Nicotine metabolism among African American and white smokers: Group and intraindividual differences in glucuronidation.
Abstract no. B122
It has long been known that African-American smokers have a harder time giving up cigarettes, and now researchers from the University of Minnesota may have found a potential biochemical explanation.
Investigators discovered that African-American smokers may have significantly lower levels of an enzyme that metabolizes nicotine and nicotine by-products, compared to Caucasians who were exposed to identical nicotine patches. The findings suggest that African Americans may experience higher nicotine levels per cigarette, which would help explain why "quit" rates are lower among this group.
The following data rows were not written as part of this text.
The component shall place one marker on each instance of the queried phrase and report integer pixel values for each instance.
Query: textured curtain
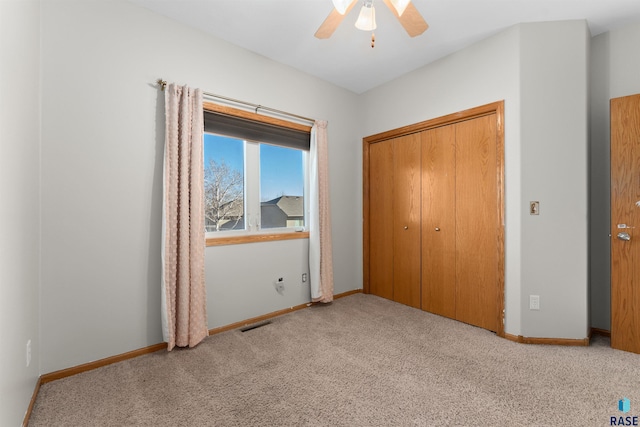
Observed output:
(320, 252)
(184, 314)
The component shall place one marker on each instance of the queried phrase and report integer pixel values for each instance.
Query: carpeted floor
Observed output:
(360, 361)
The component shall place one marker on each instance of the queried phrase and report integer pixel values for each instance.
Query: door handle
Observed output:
(624, 236)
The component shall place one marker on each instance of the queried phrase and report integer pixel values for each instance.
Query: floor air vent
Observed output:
(255, 326)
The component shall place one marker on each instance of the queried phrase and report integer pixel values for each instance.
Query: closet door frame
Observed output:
(496, 108)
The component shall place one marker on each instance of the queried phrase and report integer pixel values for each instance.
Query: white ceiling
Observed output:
(283, 30)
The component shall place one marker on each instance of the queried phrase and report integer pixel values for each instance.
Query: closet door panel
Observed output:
(476, 222)
(438, 221)
(406, 220)
(381, 219)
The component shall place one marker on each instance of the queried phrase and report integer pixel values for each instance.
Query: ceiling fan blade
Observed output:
(331, 23)
(411, 19)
"Smokers adjust their level of smoking to maintain blood levels of nicotine, which are determined in part by rates of nicotine metabolism, and while we can't say from this study that differences in metabolism definitively account for lower quit rates, it could very well have an impact," said Jeannette Zinggeler Berg, an M.D./Ph.D. student in Biochemistry, Molecular Biology, and Biophysics at the University of Minnesota.
In past studies, elevated levels of the nicotine-related molecule, cotinine, have been observed in African-American smokers compared to Caucasian smokers. Cotinine is a direct metabolite of nicotine - a product of nicotine metabolism - and so it is a marker for exposure to tobacco, Berg says.
"It is not carcinogenic and is not an addictive component of tobacco, but the more of it a person has in their blood, the more nicotine they have been exposed to," Berg said.
But researchers have debated whether differences in cotinine seen in African Americans is due to the common use of menthol cigarettes by the group, or to the fact that these smokers may be getting more nicotine per cigarette because they are smoking longer or inhaling more deeply.
In this study, Berg and her colleagues examined different markers of nicotine metabolism in 95 daily smokers who, during the study period, were required not to smoke and to wear a nicotine patch. They specifically looked at levels of glucuronides, which represent a pathway by which the liver metabolizes nicotine and cotinine, preparing these chemicals for urinary excretion.
A low blood level of glucuronide can indicate an inefficient excretion pathway for nicotine, cotinine, and other substances such as pharmaceutical drugs, Berg says.
At the beginning of the study and after the participants started using the patch, nicotine metabolites were measured in urine samples. Both when subjects were smoking (baseline urine sample at the start of the study) or when they were on the nicotine patch, the percentage of cotinine in the glucuronide form was significantly lower among African Americans compared to Caucasian participants (at the start of the study: 66 percent versus 82 percent; on patch: 41 percent versus 62 percent).
Glucuronidation of nicotine was also lower among African Americans compared to white participants on the patch (16 percent versus 30 percent).
"The higher levels of free cotinine seen in past studies between race groups could be explained by lower levels of glucuronide, which helps break down cotinine," Berg said. "If cotinine is a marker of nicotine in the blood, people with higher levels are more likely to have trouble giving up cigarettes."
Researchers are continuing the study by examining racial variation in two glucuronide enzymes in liver samples. "The differences we have seen could be explained by a number of factors, including environmental causes, and we hope to tease these influences apart," Berg said.